Here’s a little example from an error handler in a script (first
occurrence in an open buffer):

rescue => e
if $stderr.isatty
$stderr.puts e.message
$stderr.puts e.backtrace.select {|_| %r{/app/} =~ _}.join(“\n\t”)
else
raise
end
end

While I could replace the “_” with a name like “line” or
“backtrace_line”, that doesn’t really increase the expressiveness when
the entire block is one statement/expression.

-Rob

Rob B.
[email protected] http://AgileConsultingLLC.com/
[email protected] http://GaslightSoftware.com/

simonh · April 5, 2011, 1:41am

Simon H. wrote in post #990886:

Thanks for all the tips. I think #select fits best:

file_results = @films.select { |a, b| /#{@film}/i =~ a }

Just one question. Obviously in the above, a and b refer to the first
and second elements in each subarray. Let’s say we have this array:

=> [[“one”, “two”, “three”], [“one”], [“two”, “three”], [“one”,
“three”]]

Neither grep() nor include?() depended on the size of the sub-arrays
they are searching, so those answers don’t change:

data = [
[“one”, “two”, “three”],
[“one”],
[“two”, “three”],
[“one”,“three”]
]

target = ‘one’

results = data.select do |arr|
arr.include?(target)
end

p results

–output:–
[[“one”, “two”, “three”], [“one”], [“one”, “three”]]

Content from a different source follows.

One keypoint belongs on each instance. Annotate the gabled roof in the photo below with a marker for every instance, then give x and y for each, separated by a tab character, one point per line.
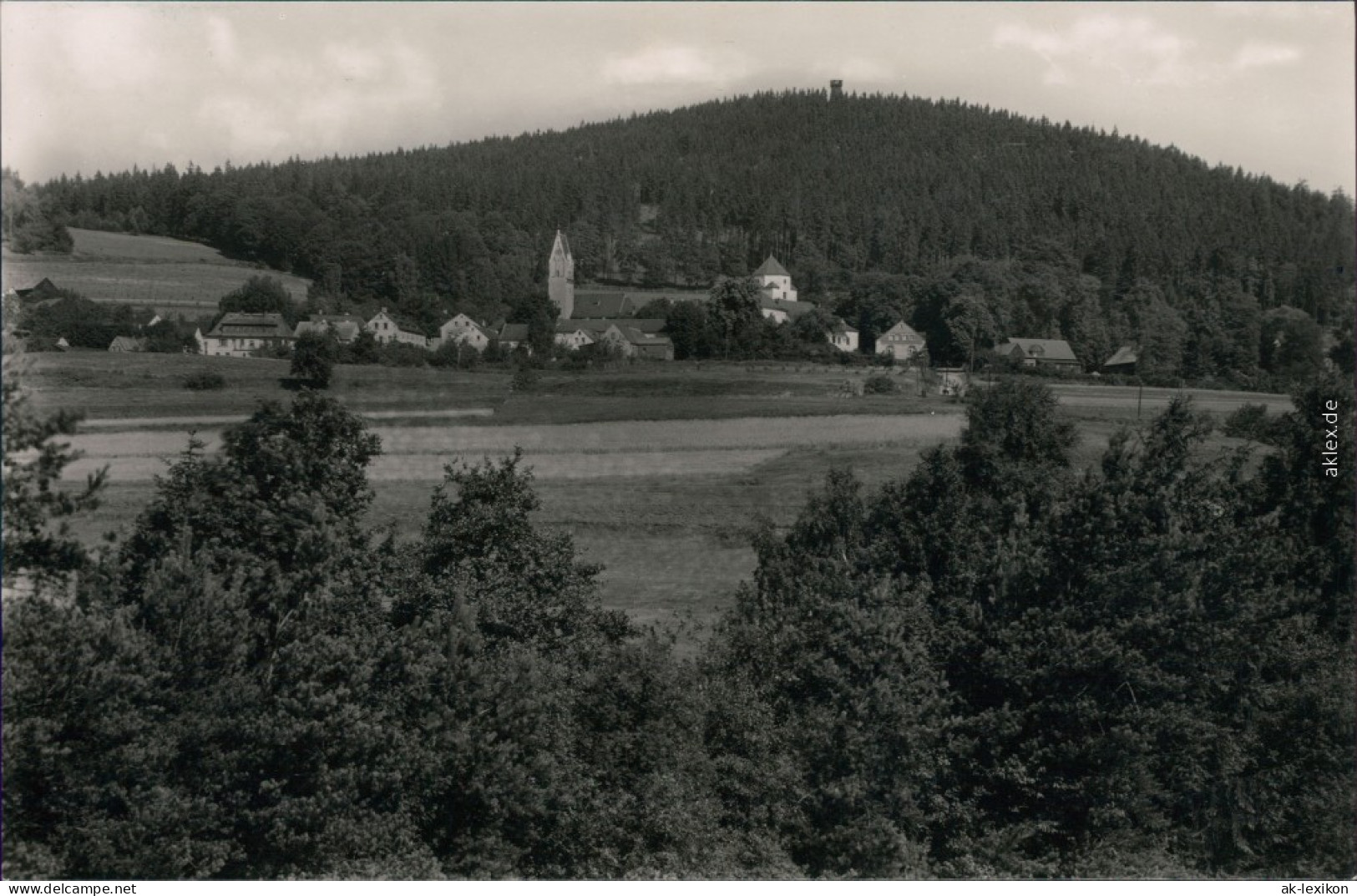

However, if your target will only appear in the first position of the
array, then it is much more efficient to just check the first element of
each array:

data = [
[“one”, “two”, “three”],
[“ONE”],
[“two”, “three”],
[“oNe”,“three”]
]

target = ‘one’

results = data.select do |arr|
arr[0].downcase == target
end

p results

–output:–
[[“one”, “two”, “three”], [“ONE”], [“oNe”, “three”]]

Personally, I try to avoid regexes whenever possible in order to make
the code clearer–and it is usually more efficient.